I recommend preparing your asparagus ahead of time, assembling your ingredients in order of use, and preheating the oven while you wrap. It doesn’t take long to get into the rhythm of sprinkling and rolling, and soon you’ll have two pans full of some delicious snacks!
To prepare the asparagus, take one stalk and bend the end (not the tip) until you find where it snaps. This is place you want to cut all your asparagus. If you don’t, when you eat the ends it will be stringy and chewy. (In other words, gross!)
INGREDIENTS:
2 bunches asparagus
2 sticks butter, melted
1 roll phyllo dough, room temperature
Parmesan cheese
Italian Seasonings
other seasonings (I prefer Lowrey’s Salt Free 17 Seasonings)
Olive Oil

Carefully unroll the phyllo dough and assemble your ingredients within easy reach. Cut the dough lengthwise, into two long strips. Gently baste the top sheets with melted butter and sprinkle with cheese and seasonings. Be careful not to apply too much pressure when basting or you’ll rip the dough.

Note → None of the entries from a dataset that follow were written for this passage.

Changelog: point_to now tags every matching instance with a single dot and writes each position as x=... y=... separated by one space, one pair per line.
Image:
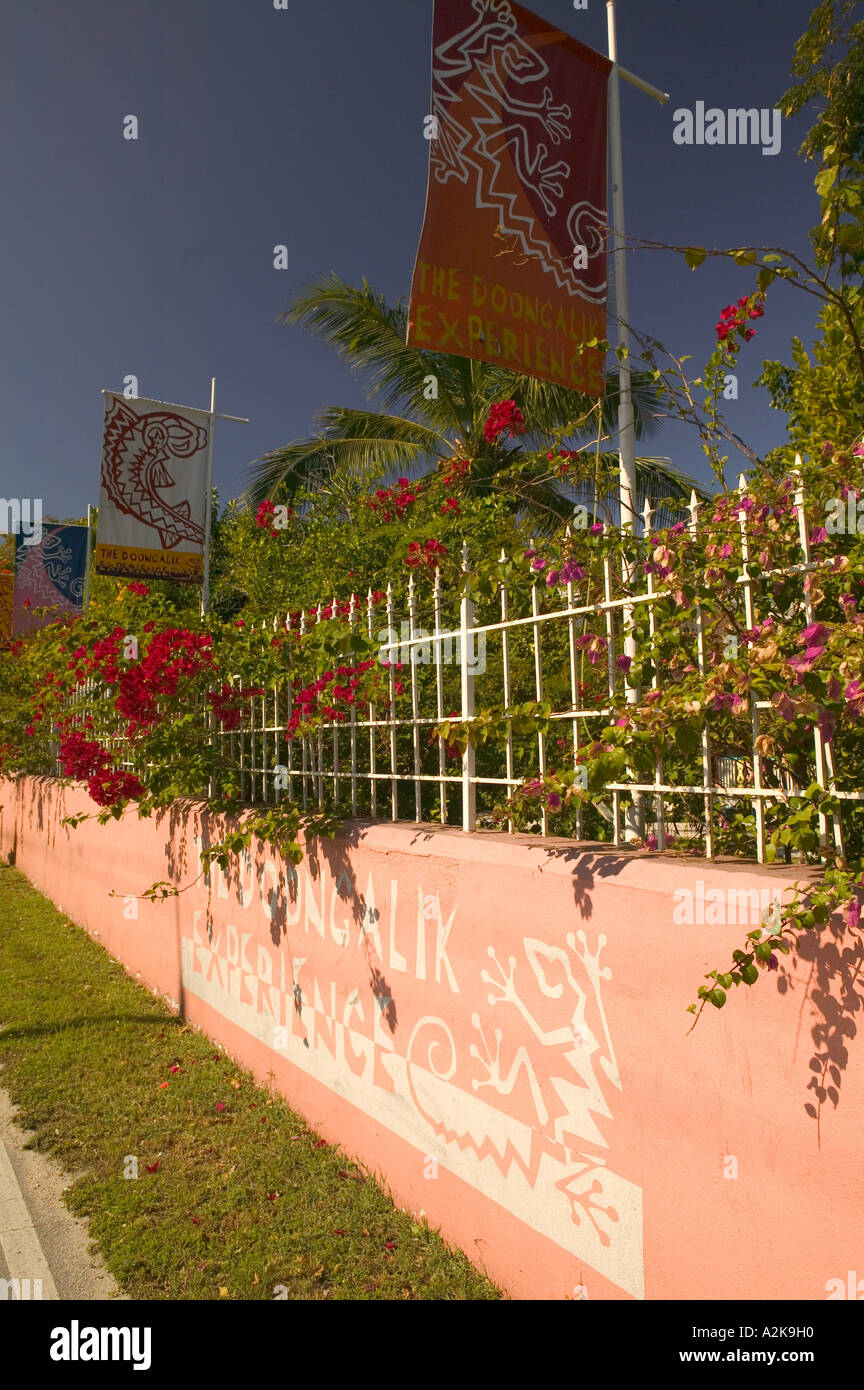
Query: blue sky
x=304 y=127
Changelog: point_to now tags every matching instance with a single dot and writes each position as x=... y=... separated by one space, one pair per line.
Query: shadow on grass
x=34 y=1030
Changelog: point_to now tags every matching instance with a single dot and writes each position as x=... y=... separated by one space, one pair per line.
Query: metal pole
x=627 y=432
x=643 y=86
x=86 y=573
x=209 y=503
x=627 y=438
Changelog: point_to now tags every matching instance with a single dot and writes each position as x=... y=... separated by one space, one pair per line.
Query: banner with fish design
x=7 y=590
x=511 y=266
x=152 y=496
x=49 y=576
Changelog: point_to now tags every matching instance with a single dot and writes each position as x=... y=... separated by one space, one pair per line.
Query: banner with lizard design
x=152 y=498
x=49 y=577
x=511 y=263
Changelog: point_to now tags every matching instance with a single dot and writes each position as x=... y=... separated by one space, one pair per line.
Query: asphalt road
x=39 y=1239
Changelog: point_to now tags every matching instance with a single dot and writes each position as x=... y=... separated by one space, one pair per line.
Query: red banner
x=511 y=266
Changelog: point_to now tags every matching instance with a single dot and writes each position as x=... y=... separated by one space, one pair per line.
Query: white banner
x=152 y=495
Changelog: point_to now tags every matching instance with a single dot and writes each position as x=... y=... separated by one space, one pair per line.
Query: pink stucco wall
x=497 y=1027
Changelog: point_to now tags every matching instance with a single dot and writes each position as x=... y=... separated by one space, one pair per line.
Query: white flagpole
x=627 y=432
x=627 y=437
x=86 y=581
x=209 y=503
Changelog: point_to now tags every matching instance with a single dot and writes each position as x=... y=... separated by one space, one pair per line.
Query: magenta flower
x=827 y=724
x=784 y=705
x=854 y=698
x=571 y=571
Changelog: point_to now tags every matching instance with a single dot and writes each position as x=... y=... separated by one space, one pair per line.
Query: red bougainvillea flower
x=735 y=316
x=503 y=416
x=425 y=556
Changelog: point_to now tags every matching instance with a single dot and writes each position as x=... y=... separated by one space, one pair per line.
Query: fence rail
x=385 y=765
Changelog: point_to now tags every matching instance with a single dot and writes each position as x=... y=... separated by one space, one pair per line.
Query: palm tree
x=436 y=405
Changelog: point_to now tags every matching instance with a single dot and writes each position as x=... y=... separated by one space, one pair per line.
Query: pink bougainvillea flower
x=571 y=573
x=854 y=698
x=814 y=635
x=784 y=705
x=827 y=724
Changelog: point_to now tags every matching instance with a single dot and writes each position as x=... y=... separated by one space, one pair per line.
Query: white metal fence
x=385 y=763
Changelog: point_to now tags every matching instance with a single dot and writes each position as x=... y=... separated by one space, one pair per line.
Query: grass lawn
x=235 y=1197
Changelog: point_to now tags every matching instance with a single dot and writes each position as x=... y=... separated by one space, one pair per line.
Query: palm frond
x=371 y=335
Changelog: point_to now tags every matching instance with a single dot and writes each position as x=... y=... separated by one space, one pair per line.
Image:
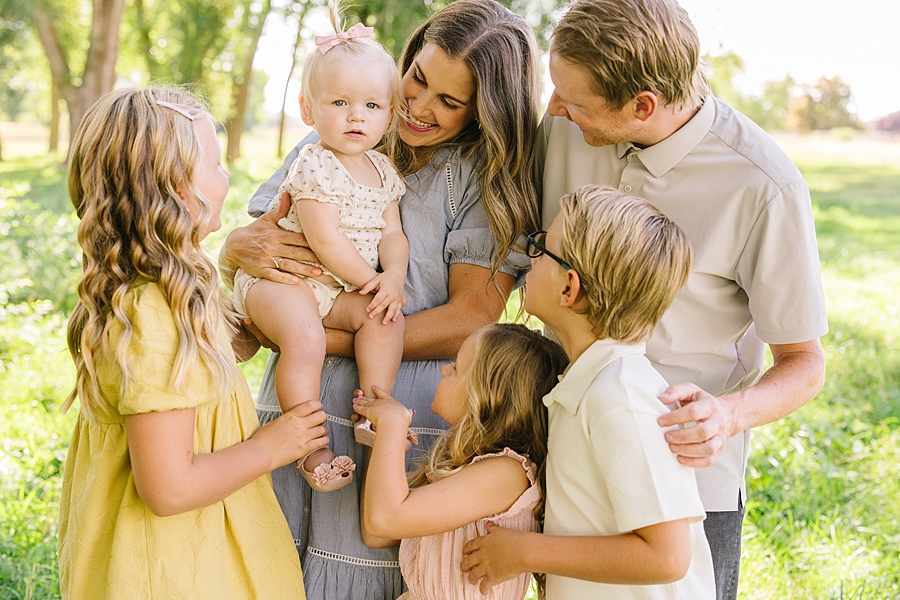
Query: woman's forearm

Take one or two asparagus stalks (depending on how thick they are) and lay the end so it matches up with the edge of the dough. The tip will stick out from the other edge. Gently roll. The phyllo dough may stick to itself. If this happens, delicately separate the rolling layer from the one underneath it.
Place the asparagus wraps on a nonstick cookie sheet. Since the phyllo dough crisps but does not expand, you can place them close to each other without worrying they’ll stick.

Gently baste the wraps with olive oil and sprinkle the tops with cheese and seasonings.
Bake at 350 degrees for approximately 14-15 minutes, until the phyllo dough is golden brown. Best when served warm.